The new filter system transformed analyst workflow from a frustrating bottleneck into a fluid, keyboard-first experience. Teams now create 3× more complex analyses in 80% less time, with saved filter sets becoming institutional knowledge shared across departments.

1 min
Filter setup time
Before: ~10 minutes
5 min
Average decision making time
Before: ~25 minutes
Query complexity
2.1 → 6.4 avg filters/analysis

* All since Q1 2022, across 5 airlines.

In press

FLYR's platform filters detailed information instantly through the Cirrus dashboard and user interface, enabling airlines to conduct greater analyses and generate reports for informed decision-making.

Frost and Sullivan

Challenges & Learnings

Biggest challenge is building trust with a skeptical user base.

Analysts had been burned by previous tool migrations and doubted whether the system's capacity numbers could be trusted. There was no calculation preview — analysts would enter an overbooking value and confirm blind. We added a dedicated preview step showing the exact impact before commitment: seat delta per flight, flights affected. That transparency moved adoption from hesitant to confident in one sprint.

The hardest constraint is designing around a 24-hour data lag.

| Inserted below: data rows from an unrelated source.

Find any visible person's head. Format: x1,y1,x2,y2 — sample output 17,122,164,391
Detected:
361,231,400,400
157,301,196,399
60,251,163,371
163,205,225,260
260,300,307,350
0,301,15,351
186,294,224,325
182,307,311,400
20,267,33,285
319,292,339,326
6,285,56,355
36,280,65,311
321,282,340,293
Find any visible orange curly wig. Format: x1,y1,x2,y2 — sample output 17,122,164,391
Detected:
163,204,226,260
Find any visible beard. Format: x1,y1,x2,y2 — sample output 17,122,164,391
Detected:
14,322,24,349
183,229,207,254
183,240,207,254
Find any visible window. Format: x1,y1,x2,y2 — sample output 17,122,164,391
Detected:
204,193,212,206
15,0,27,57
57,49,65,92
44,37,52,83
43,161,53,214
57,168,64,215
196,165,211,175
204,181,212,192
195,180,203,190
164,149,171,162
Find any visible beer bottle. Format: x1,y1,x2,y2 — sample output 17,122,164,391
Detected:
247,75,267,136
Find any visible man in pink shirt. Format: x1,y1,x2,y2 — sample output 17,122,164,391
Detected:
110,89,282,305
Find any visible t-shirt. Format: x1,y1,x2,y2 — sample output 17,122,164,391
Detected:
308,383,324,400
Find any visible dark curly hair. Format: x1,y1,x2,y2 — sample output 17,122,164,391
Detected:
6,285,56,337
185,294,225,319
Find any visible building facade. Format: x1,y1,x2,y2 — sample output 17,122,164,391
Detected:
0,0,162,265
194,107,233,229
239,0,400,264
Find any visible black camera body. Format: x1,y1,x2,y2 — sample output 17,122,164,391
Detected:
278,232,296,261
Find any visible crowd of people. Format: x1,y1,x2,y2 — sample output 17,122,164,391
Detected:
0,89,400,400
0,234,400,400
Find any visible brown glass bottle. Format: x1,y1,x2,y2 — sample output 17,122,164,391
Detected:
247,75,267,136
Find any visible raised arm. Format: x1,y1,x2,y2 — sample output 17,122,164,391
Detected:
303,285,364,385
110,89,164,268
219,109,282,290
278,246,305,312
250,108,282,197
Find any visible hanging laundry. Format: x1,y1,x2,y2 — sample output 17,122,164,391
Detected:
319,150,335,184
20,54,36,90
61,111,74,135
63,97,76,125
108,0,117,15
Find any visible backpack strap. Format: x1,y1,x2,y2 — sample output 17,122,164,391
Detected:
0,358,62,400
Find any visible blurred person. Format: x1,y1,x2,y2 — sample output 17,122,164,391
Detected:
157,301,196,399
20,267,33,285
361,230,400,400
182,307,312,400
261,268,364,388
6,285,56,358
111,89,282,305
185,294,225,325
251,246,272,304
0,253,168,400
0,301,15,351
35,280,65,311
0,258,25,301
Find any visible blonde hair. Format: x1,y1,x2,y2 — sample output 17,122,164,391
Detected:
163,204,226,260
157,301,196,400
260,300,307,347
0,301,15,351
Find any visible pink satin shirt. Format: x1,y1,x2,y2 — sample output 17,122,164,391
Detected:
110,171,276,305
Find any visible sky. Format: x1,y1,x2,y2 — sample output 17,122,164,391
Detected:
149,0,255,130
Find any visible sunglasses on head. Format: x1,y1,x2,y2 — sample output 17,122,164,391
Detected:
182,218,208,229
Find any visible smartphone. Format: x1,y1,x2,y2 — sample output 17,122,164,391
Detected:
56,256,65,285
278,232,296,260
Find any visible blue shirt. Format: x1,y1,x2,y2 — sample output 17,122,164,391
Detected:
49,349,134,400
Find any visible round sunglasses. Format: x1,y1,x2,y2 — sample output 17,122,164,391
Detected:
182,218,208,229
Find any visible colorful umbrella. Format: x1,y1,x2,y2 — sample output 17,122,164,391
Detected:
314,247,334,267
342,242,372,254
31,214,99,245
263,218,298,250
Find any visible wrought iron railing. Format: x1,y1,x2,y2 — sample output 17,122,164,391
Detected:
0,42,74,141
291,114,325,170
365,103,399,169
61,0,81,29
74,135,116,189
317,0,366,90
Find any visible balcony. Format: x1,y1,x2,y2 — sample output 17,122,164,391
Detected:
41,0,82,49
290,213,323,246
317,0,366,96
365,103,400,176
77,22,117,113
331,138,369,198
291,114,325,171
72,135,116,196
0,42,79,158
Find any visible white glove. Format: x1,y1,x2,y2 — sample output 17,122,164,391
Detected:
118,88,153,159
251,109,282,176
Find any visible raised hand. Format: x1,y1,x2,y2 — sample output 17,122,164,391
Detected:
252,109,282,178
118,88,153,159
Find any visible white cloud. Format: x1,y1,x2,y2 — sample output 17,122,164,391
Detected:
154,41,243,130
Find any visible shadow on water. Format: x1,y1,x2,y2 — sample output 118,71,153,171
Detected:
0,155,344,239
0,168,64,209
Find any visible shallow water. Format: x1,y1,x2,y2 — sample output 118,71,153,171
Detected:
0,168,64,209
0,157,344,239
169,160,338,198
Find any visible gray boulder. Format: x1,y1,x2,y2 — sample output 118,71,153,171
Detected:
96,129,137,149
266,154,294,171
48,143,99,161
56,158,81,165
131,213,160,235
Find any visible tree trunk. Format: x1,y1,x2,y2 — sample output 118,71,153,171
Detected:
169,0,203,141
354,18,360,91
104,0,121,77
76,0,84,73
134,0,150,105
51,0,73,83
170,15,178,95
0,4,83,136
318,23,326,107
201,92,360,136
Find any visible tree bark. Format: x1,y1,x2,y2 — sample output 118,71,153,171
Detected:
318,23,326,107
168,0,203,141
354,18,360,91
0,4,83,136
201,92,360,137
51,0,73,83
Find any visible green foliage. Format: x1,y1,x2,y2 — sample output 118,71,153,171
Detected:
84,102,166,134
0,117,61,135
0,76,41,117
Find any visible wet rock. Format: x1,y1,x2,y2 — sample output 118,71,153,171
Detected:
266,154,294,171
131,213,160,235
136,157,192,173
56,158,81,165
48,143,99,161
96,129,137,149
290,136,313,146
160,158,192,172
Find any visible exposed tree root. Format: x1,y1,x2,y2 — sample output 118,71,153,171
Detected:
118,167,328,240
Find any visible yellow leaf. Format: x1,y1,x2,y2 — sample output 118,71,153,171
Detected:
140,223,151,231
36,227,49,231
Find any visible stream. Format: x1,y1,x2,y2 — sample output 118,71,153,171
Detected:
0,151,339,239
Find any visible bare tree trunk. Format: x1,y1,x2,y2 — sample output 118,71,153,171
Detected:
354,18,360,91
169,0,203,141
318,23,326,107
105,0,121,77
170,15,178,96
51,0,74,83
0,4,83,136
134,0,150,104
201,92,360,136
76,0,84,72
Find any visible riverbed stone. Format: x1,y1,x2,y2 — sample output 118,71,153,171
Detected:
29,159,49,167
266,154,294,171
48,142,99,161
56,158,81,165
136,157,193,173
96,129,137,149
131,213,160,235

Product received capacity data from airlines via Inventory Schedule (a Sabre snapshot generated at 11 PM, available at 6 AM). This meant any overbooking adjustment an analyst made at noon could only be confirmed in the system the next morning. We couldn't fix the data pipeline — so we designed around it: the confirmation screen explicitly states that external capacity changes (made in airline systems outside Product) won't be reflected until the following day. Transparency as a feature.

What I'd do differently

Invest earlier in a shared component library with engineering. For the first 6 months, color, typography, spacing and state-handling misalignment caused rework. That experience directly motivated the Orville Design System initiative.

What I learned

In high-stakes B2B domains, system transparency is a UX feature. "Show your work" — surfacing the formula, the audit ID, the exact flights impacted — is as important as "make it simple."